De gauche à droite : Anouar Kbibech, président du Conseil français du culte musulman (CFCM), Jean-Pierre Chevènement et Dalil Boubakeur, recteur de la Grande Mosquée de Paris, lundi au ministère de l’Intérieur. Photo Albert FACELLY, Libération.
Il faut vraiment le voir pour le croire : un non-musulman hissé à la tête de la Fondation pour l’islam de France, pays qui compte plusieurs millions de citoyens musulmans dont une pléthore d’universitaires et d’intellectuels. Ce n’est rien d’autre qu’une application pratique et contemporaine de l’esprit du colon imbu de sa suffisance et convaincu qu’il est le seul à pouvoir dicter ce qui est le mieux au colonisé, à l’ex-indigène barbare, ayant toujours besoin de sa lumière, essentielle à la vie sur terre. Il suffit de les laisser faire et d’observer…
Nommé à la tête de la Fondation pour l’islam de France, l’ancien ministre, souverainiste de gauche, continue de créer la polémique en multipliant les positions controversées.
Si son nom avait vocation à susciter l’engouement, c’est loupé.
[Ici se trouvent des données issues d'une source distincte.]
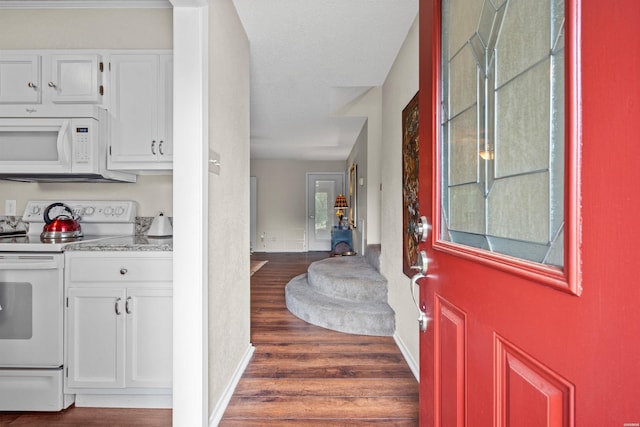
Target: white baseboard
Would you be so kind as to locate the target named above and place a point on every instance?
(221, 406)
(155, 401)
(413, 365)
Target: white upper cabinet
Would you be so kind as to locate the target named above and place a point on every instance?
(76, 79)
(20, 79)
(48, 78)
(141, 108)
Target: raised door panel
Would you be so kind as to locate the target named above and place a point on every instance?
(75, 79)
(149, 337)
(451, 360)
(134, 110)
(165, 109)
(95, 334)
(20, 79)
(529, 394)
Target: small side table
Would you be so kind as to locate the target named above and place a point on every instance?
(341, 241)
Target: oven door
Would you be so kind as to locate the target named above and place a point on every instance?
(31, 310)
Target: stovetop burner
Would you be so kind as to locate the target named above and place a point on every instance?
(100, 220)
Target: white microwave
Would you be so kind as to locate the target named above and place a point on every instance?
(56, 145)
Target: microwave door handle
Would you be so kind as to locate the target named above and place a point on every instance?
(64, 142)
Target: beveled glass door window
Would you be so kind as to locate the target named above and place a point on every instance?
(502, 135)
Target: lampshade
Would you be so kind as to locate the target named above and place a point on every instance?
(341, 202)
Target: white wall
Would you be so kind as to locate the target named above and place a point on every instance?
(366, 153)
(282, 197)
(359, 156)
(89, 29)
(229, 250)
(399, 88)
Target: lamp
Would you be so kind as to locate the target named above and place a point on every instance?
(340, 205)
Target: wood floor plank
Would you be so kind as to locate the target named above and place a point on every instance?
(300, 375)
(304, 375)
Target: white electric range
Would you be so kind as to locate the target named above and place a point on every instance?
(32, 298)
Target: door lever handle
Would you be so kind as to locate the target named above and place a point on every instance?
(422, 266)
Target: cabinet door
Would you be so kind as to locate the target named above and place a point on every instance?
(134, 109)
(96, 339)
(149, 337)
(20, 79)
(165, 109)
(75, 79)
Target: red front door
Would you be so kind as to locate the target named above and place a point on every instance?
(517, 343)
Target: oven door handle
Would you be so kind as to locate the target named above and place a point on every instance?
(26, 263)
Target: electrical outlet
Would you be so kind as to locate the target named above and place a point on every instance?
(10, 207)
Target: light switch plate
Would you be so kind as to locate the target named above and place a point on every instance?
(214, 162)
(10, 207)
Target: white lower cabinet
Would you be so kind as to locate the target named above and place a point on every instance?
(119, 325)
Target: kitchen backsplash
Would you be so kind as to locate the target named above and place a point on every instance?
(15, 223)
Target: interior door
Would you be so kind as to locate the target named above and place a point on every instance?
(531, 314)
(322, 189)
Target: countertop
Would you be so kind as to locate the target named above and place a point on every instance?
(136, 243)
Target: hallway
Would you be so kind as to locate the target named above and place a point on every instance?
(301, 374)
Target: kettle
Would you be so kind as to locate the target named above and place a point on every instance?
(160, 227)
(64, 226)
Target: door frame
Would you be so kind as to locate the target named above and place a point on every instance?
(308, 208)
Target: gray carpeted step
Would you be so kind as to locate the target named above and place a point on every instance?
(353, 317)
(351, 278)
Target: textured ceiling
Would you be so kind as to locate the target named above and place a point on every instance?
(309, 59)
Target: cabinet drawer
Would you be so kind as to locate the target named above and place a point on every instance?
(120, 270)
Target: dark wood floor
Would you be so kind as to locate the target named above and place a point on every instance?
(300, 374)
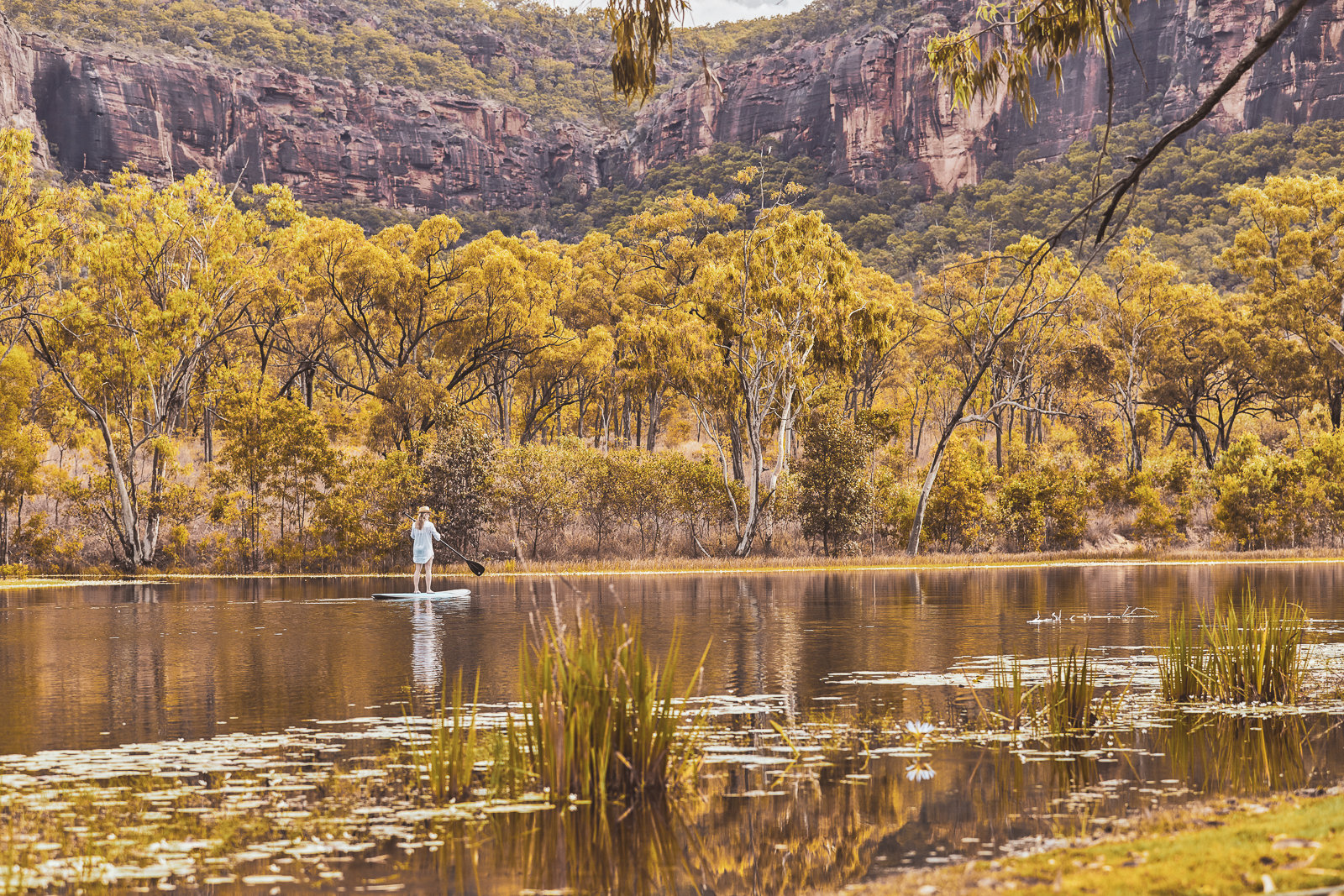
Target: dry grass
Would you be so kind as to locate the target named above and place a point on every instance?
(1225, 846)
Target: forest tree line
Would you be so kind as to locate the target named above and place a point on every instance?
(199, 376)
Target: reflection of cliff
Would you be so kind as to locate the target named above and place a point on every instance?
(860, 102)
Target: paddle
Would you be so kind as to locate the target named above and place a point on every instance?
(470, 564)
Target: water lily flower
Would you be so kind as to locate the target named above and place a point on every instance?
(918, 728)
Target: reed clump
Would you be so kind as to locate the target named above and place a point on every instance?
(1183, 665)
(1012, 701)
(601, 718)
(1253, 654)
(445, 759)
(1068, 692)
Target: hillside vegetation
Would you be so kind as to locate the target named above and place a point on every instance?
(205, 382)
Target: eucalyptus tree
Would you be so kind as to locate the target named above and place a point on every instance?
(768, 305)
(1290, 253)
(996, 313)
(421, 320)
(1135, 308)
(159, 278)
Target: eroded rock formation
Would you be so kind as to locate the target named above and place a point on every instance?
(96, 112)
(860, 102)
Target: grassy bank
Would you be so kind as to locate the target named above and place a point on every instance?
(1294, 842)
(754, 564)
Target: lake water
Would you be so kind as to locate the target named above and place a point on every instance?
(94, 667)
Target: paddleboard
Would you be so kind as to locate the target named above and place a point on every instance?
(412, 595)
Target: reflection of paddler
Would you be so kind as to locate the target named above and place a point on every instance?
(423, 548)
(427, 647)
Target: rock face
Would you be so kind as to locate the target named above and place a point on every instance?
(866, 107)
(864, 103)
(97, 112)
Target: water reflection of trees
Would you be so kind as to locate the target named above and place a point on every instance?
(1227, 754)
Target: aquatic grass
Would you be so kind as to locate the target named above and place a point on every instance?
(1256, 654)
(1183, 667)
(1068, 692)
(444, 761)
(1014, 701)
(601, 719)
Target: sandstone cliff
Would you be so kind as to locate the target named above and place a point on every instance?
(860, 102)
(866, 105)
(96, 112)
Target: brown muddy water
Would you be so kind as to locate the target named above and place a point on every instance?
(840, 660)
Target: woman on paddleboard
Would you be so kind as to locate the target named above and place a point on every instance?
(423, 547)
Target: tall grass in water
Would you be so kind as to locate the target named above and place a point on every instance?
(1011, 700)
(601, 718)
(1249, 656)
(445, 758)
(1182, 668)
(1068, 694)
(1256, 656)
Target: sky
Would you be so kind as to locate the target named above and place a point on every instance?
(706, 13)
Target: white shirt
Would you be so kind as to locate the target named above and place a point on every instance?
(423, 542)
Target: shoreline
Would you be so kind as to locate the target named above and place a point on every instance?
(889, 563)
(1287, 842)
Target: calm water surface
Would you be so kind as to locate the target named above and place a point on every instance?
(104, 665)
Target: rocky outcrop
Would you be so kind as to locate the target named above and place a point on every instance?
(864, 103)
(97, 112)
(866, 107)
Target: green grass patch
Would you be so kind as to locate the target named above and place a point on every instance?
(1214, 852)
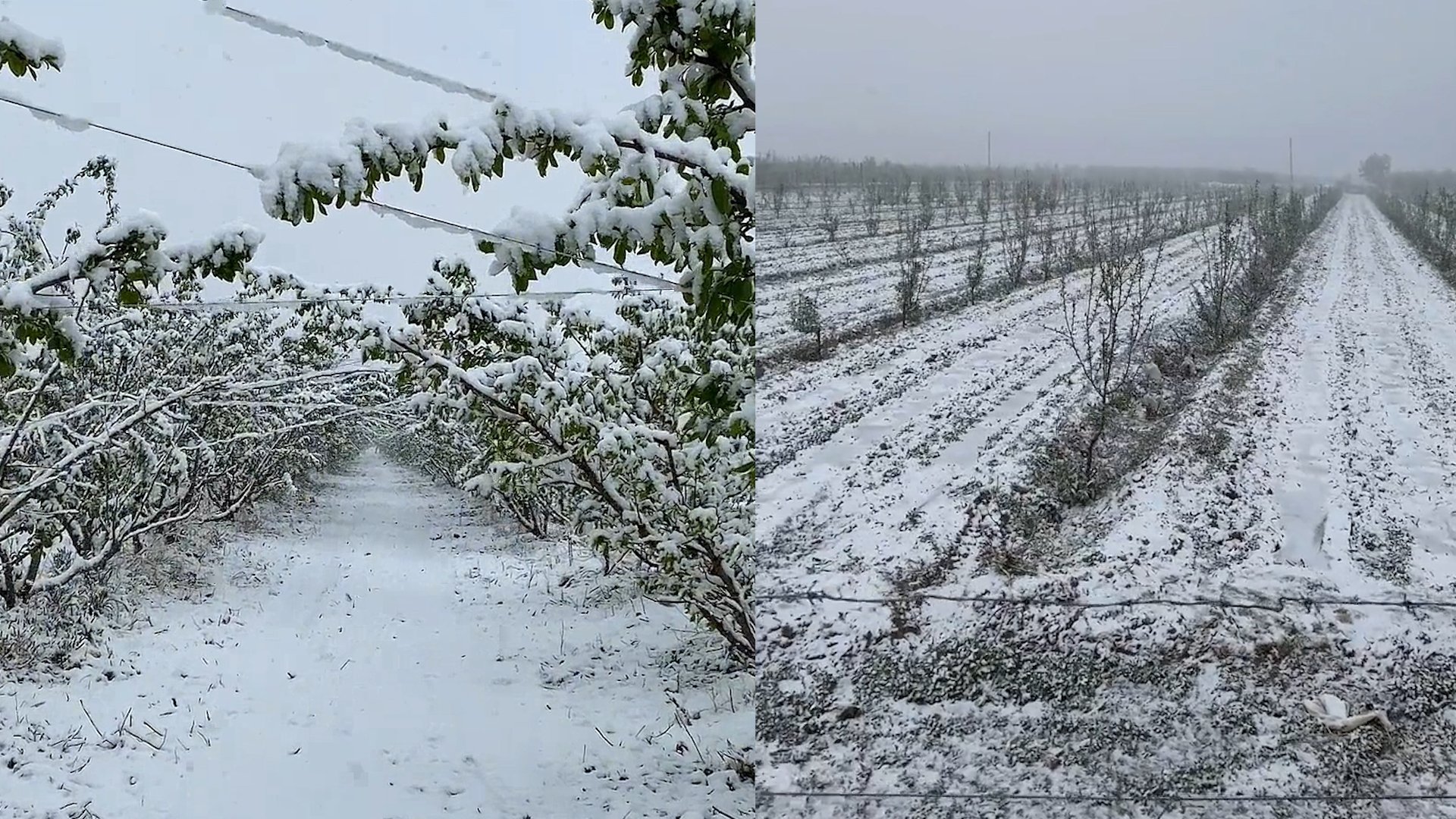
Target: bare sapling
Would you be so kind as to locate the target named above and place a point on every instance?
(976, 268)
(1018, 226)
(910, 256)
(1225, 265)
(1047, 248)
(829, 218)
(805, 318)
(873, 219)
(1107, 327)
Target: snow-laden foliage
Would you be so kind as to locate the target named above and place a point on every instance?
(568, 417)
(667, 177)
(24, 52)
(126, 410)
(635, 435)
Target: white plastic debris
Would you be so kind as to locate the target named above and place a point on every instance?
(1334, 714)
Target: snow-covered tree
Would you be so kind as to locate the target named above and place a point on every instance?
(639, 431)
(124, 410)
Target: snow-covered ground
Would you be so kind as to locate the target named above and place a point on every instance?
(384, 651)
(1318, 461)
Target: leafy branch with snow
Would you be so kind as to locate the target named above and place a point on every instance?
(634, 433)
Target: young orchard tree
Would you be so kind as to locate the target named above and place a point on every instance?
(910, 257)
(1107, 327)
(121, 420)
(804, 316)
(976, 267)
(645, 426)
(1018, 226)
(1225, 267)
(829, 216)
(873, 219)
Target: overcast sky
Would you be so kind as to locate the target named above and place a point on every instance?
(168, 71)
(1120, 82)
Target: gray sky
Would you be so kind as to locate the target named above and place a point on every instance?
(1116, 82)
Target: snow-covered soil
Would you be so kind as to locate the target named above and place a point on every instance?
(854, 278)
(386, 653)
(1316, 463)
(865, 457)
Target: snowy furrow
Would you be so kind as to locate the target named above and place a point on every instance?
(855, 458)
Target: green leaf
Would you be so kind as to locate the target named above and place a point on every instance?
(721, 199)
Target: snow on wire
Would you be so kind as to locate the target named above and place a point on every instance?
(405, 215)
(1274, 604)
(1111, 799)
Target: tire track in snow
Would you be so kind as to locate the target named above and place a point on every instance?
(1359, 378)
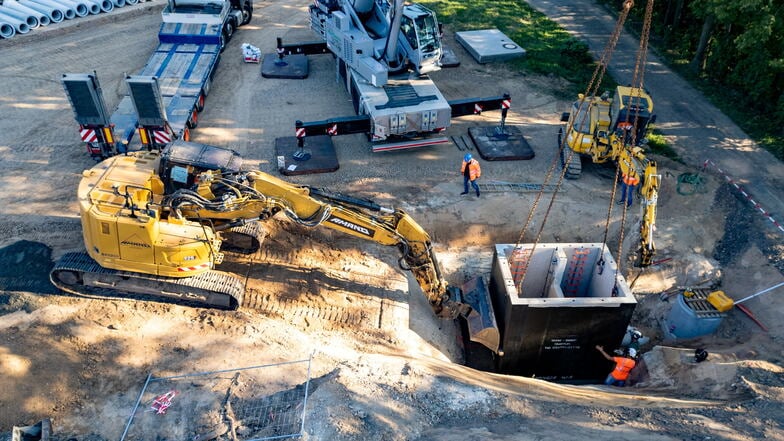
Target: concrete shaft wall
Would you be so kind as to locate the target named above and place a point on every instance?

La confirmation par le ministre de l’Intérieur, Bernard Cazeneuve, lundi dans la Croix, de la nomination de Jean-Pierre Chevènement à la présidence de la future Fondation pour l’islam de France continue de susciter des réactions plurielles. Et la prestation lundi matin sur France Inter de celui qui, selon un proche, n’était candidat à rien, est loin d’avoir rassuré. Ils sont certes nombreux, à gauche comme à droite, à louer son expérience et ses qualités de serviteur de l’État, comme son ancien collaborateur lorsqu’il était au ministère de l’Intérieur (1997- 2000), Didier Leschi : « A gauche, peu de personnalités bénéficient d’une telle aura dans le monde arabo-musulman. Il a une grande culture sur l’islam, notamment grâce aux liens qu’il a longtemps entretenus avec l’islamologue Jacques Berque, l’un des traducteurs en français du Coran », explique ainsi son ancien chef du bureau central des cultes. D’autres sont (beaucoup) moins convaincus. Parce qu’ils trouvent le casting inadéquat ou jugent avec sévérité les premières sorties du « Che », principale figure à gauche du républicanisme laïc tendance souverainiste.
Appel à la « discrétion »
Cet été, la sénatrice écolo Esther Benbassa avait jugé que le choix d’une personnalité politique «discrédite à l’avance» la fondation, tandis que le maire LR de Tourcoing, Gérald Darmanin, sarkozyste mais partisan d’un concordat avec l’islam, soulignait que la nomination d’un non-musulman pouvait apparaître comme une «idée pour le moins paternaliste, presque coloniale». Sur France Inter lundi, Chevènement, «miraculé de la République» depuis ses huit jours de coma en 1998, a notamment eu une saillie qui a particulièrement braqué les élus socialistes de Seine-Saint-Denis, affirmant qu’on y dénombrait «135 nationalités mais une a quasiment disparu», sous-entendu la nationalité française. Trop pour le président PS du département, Stéphane Troussel, qui demande à Hollande et Cazeneuve «de renoncer à sa nomination», dénonçant ses multiples «confusions et dérapages […] sur des notions aussi importantes que la nationalité et la citoyenneté française». Mathieu Hanotin, député de Seine-Saint-Denis, a lancé en ligne une pétition en ce sens, évoquant des propos tout simplement racistes. M’hammed Henniche, le président de l’Union des associations musulmanes de Seine-Saint-Denis, juge, lui, que «Chevènement est taillé » pour le job : « L’histoire lui a donné raison. Tout le monde se souvient de sa démission en 1991 lors de son opposition à la guerre en Irak. Si l’Occident n’avait pas créé le chaos dans ce pays, nous n’aurions pas le terrorisme que nous subissons aujourd’hui. »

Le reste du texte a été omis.